Anschluss an die Hauptstraße
2005 kommt der erste Spatenstich an der Kettwiger Straße. Mit Fördermitteln: Die Maßnahme von über zwölf Millionen Euro Gesamtkosten wurden mit 65 % vom Land gefördert. 2006 bis 2007 wird der zweite Bauabschnitt von der Bahnhofstraße bis zum Rathaus gebaut. An der Bahnhofstraße müssen drei Häuser weichen. Die Trasse führt weiter gen Westen über den ehemaligen Vogelparkplatz sowie den ehemaligen Mitarbeiterparkplatz von Hitzbleck.
2008 bis 2009 geht es weiter in Richtung Ziegelstraße. Jetzt werden auch die Silos sichtbar. Durch den Umzug der Firma Kiekert zum Höseler Platz kann die Verbindung vom ersten zum zweiten Bauabschnitt erfolgen. Nun fährt man von der Kettwiger Straße bis zur Ziegelstraße.
2010 bis 2011 erfolgt der obere Anschluss der Hauptstraße zur Ziegelstraße. Der Schrottplatz wird geräumt, es gibt Verzögerungen durch Versorgungsleitungen und den strengen Winter.
In der Endphase werden an der Gohrstraße Häuser abgerissen. Die Rheinlandstraße erhält einen Anschluss an die Hauptstraße (Kurze Straße), und die westliche Rheinlandstraße wird vom Durchgangsverkehr durch eine verkehrsberuhigte Bereich abgeschnitten. Parallel dazu wird der Höseler Platz für den Gegenverkehr ausgebaut.
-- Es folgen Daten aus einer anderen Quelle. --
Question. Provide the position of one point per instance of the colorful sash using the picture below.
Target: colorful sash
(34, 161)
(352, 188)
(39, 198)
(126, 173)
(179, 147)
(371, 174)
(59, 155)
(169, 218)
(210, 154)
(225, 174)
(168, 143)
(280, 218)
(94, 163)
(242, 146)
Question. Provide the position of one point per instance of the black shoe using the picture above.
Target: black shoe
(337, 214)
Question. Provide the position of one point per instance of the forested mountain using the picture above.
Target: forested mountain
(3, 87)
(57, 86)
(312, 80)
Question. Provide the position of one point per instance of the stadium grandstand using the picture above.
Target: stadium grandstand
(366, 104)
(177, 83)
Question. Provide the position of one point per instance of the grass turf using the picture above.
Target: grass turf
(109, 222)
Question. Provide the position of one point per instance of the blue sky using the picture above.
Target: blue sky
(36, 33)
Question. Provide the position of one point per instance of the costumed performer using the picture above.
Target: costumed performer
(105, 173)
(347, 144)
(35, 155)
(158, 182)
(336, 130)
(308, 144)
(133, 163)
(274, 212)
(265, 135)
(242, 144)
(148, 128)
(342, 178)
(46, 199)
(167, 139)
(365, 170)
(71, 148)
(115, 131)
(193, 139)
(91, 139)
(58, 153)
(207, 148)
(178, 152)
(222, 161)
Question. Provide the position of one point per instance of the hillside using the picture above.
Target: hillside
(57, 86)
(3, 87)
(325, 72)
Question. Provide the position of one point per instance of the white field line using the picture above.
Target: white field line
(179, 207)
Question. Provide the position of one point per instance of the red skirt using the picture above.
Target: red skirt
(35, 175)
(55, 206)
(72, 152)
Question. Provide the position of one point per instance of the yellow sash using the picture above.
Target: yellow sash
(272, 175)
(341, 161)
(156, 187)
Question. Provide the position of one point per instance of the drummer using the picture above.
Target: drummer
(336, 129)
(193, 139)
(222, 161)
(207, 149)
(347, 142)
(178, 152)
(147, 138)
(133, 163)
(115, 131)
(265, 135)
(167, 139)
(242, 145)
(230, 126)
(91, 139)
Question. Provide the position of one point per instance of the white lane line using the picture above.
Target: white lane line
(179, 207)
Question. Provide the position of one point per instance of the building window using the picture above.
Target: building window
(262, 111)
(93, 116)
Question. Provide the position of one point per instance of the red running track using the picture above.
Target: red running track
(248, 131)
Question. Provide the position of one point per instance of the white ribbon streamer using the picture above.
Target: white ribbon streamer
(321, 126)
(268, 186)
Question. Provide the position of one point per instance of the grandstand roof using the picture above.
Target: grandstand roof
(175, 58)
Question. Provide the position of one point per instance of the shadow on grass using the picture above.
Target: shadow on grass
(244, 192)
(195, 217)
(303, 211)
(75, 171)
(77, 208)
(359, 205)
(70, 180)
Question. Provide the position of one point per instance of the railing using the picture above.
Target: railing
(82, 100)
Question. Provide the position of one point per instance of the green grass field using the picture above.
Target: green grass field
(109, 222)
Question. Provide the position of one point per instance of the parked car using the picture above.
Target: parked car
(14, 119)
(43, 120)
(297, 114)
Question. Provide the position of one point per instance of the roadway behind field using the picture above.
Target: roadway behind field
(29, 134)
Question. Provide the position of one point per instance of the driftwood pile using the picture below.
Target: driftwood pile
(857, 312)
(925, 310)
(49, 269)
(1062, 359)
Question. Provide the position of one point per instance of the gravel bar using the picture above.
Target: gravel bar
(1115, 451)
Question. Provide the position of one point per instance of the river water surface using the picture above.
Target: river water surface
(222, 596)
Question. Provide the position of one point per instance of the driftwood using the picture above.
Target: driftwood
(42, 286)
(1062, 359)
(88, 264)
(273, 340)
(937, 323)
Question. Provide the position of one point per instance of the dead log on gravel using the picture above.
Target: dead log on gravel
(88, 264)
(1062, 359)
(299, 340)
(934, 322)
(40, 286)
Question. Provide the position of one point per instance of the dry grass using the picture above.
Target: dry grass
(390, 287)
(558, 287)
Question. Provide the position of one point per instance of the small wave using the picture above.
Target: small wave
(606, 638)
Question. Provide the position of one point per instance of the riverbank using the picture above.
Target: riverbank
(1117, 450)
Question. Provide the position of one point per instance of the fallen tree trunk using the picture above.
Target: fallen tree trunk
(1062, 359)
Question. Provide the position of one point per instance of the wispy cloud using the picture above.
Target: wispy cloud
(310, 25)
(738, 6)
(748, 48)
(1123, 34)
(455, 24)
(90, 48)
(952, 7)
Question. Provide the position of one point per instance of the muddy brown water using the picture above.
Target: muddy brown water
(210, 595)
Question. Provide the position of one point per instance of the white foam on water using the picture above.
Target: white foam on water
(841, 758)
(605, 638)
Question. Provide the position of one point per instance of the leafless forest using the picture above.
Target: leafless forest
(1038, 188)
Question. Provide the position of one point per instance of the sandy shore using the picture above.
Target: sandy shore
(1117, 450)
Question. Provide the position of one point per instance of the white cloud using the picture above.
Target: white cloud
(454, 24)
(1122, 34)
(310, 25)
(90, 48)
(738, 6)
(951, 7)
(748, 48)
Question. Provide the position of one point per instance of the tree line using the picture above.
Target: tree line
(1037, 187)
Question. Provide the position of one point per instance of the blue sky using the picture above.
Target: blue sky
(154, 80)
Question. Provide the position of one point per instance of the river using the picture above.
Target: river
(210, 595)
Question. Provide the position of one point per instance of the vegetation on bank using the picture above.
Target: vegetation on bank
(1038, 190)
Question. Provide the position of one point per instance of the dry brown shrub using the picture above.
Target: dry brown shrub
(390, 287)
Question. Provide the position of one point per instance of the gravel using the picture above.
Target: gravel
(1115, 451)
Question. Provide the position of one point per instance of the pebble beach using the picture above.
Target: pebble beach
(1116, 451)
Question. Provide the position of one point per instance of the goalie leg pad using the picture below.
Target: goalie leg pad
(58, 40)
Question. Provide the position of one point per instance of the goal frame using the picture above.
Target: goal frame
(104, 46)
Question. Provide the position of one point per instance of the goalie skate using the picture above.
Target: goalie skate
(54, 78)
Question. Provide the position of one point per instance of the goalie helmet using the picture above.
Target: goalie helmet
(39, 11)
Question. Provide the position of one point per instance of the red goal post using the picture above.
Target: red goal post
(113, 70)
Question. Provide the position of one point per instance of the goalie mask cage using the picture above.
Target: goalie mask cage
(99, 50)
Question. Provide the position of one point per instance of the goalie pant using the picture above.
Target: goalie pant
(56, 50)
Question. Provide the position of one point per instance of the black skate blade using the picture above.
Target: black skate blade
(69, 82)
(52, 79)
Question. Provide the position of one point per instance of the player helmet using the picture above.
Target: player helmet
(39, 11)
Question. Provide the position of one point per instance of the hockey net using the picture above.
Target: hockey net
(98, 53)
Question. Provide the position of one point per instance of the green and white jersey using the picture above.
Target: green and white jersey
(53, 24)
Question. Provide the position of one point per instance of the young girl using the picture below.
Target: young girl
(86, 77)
Am 10. Juni 2011 wird die Entflechtungsstraße für den Verkehr freigegeben. Aber es dauert noch lange, bis viele Autofahrer die Westfalenstraße angenommen haben – ein Navi ist nun einmal nicht so schnell mit seiner Umstellung. Wer die Straße heute von Velbert kommend befährt, freut sich über gepflegten schön bepflanzte Verkehrsinseln und den Blick auf den Hefelmannpark. Stellt man sich dazu noch das fertige Kiekert-Gelände vor, hat sich die Straße mit den vielen Namen doch gelohnt.